Complete Genome Sequence of a Novel Hafnia alvei Bacteriophage.

A bacteriophage that is able to infect Hafnia alvei and can also infect two other hosts, Klebsiella pneumoniae and Salmonella enterica, was isolated from wastewater. The complete genome sequence was determined by long-read PacBio sequencing. Based on sequence similarity, the bacteriophage is assigned to the viral genus Kolesnikvirus within the family Myoviridae.

ANNOUNCEMENT

Hafnia alvei is the type species of the genus Hafnia and is a common member of the human gastrointestinal microbiota. It has not historically been seen as a significant pathogen; however, it is increasingly being recognized as a cause of infection in various body sites, particularly in cases of patients with comorbidities (1).
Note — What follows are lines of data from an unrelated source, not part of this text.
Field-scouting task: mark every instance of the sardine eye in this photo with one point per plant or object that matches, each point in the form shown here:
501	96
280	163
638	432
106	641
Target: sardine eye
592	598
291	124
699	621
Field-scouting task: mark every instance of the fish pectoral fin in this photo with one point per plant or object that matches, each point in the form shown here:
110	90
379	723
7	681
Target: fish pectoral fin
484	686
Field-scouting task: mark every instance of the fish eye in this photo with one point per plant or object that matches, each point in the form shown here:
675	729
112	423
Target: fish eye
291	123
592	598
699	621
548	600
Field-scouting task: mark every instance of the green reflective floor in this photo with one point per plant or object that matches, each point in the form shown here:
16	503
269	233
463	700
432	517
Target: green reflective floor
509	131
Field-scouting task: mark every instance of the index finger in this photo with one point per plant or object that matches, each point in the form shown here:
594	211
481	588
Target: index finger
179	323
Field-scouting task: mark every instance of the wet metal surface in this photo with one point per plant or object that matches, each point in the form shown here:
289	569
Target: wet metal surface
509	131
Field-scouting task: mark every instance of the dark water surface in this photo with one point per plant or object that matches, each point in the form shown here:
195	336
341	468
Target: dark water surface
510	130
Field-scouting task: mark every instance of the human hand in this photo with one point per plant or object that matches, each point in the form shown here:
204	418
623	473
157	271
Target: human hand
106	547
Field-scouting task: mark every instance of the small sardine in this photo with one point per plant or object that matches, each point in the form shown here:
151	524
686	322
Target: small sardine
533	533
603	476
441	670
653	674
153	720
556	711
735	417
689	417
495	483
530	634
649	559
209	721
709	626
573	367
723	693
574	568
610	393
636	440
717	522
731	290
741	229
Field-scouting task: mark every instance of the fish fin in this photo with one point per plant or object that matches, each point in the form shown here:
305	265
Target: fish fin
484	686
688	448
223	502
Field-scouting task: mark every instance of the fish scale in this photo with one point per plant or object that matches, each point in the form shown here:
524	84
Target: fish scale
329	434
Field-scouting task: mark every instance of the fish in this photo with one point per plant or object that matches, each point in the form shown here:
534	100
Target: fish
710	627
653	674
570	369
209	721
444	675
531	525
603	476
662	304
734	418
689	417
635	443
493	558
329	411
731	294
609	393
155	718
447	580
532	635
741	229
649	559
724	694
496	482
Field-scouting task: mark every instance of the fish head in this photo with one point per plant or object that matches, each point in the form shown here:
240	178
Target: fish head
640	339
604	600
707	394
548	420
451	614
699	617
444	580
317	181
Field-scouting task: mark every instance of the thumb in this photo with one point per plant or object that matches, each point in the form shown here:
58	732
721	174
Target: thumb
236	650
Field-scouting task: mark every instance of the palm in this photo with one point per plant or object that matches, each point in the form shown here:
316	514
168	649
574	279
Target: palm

A single report in the literature describes a H. alvei bacteriophage (2) but does not characterize it molecularly.

Bacteriophage vB_HalM_SPARTY (phage SPARTY) was recovered from untreated wastewater in York, Pennsylvania (40.01394142344336, −76.80265132387892). H. alvei strain 04414 (ATCC 9760) was used as the host to isolate the phage using the tryptic soy broth culture enrichment method (3). The isolated phage formed small (2-mm-diameter) clear plaques on soft agar overlays with overnight growth at 25°C; however, significant plaque turbidity was seen with growth at a higher temperature (37°C). Plaques were also observed using Klebsiella pneumoniae (ATCC 9997) and Salmonella enterica subsp. enterica (ATCC 14028) as the hosts, although zones of lysis were not as prominent as with H. alvei.

The phage was amplified with the plate lysis method (4), and genomic DNA was prepared using a Wizard DNA clean-up system (Promega Inc., Madison, WI). PacBio Sequel next-generation sequencing (NGS) was performed by Genewiz, Inc. (South Plainfield, NJ). Purified DNA was fragmented and end repaired, followed by adaptor ligation for DNA sequencing reactions, using the SMRTbell Express template preparation kit v2.0 (PacBio, Menlo Park, CA). A total of 395,155 polymerase reads, with a polymerase N50 value of 23,237 bp, were obtained from Genewiz as fastq sequence files.

Canu v2.2 (5) was used to assess DNA sequence read quality, and the reads were then de novo assembled into an initial contig of 89,029 bp. Program defaults were used for assembly and analysis unless noted otherwise. Genome termini were identified using PhageTerm v1.0.12 (6) (at https://Galaxy.pasteur.fr), which reoriented the sequence to a final consensus of 85,494 bp (GC content, 43.7%). PhageTerm suggested that this bacteriophage is a direct terminal repeat (DTR) class phage similar to phage T7, with 439-bp terminal repeats.

The genome sequence was imported into DNA Master v5.23.6 (http://cobamide2.bio.pitt.edu) for annotation. Potential tRNA genes were identified with ARAGORN v1.2.41 (7). Potential protein-coding sequences were identified with GeneMarkS v4.28 (8), GLIMMER v3.02b (9), and Prokka v1.14.5 (10) and compared for consistently identified open reading frames. BLASTp v2.12 (11) was used to tentatively assign protein functions. A total of 116 total potential protein-coding sequences and 27 tRNA genes were identified. Of the 116 potential protein-coding sequences, 35 demonstrated similarity to known phage proteins, and 81 had domain homology to proteins with no clear function or were hypothetical in nature.

Whole-genome alignment using BLASTn v2.12 (11) identified phages vB_SenM_SB18 (GenBank accession number MK759884.1) (99.1% sequence identity to phage SPARTY, with host Salmonella enterica), SunLIRen (GenBank accession number MH426725.1) (98.1% sequence identity, with host Erwinia amylovora), and phi63_307 (GenBank accession number MG589384.1) (97.7% sequence identity, with host Chronobacter sakazakii). The phylogenetic relationship of these phages was determined by whole-genome comparison using GRAViTy (12) (http://gravity.cvr.gla.ac.uk), placing phage SPARTY within the family Myoviridae in the viral genus Kolesnikvirus.

Data availability.

The finished vB_HalM_SPARTY genome is available under GenBank accession number OK483342. NGS reads in fastq format are available under Sequence Read Archive (SRA) accession number SRR17309726, with BioSample accession number SAMN24299146 and BioProject accession number PRJNA791628.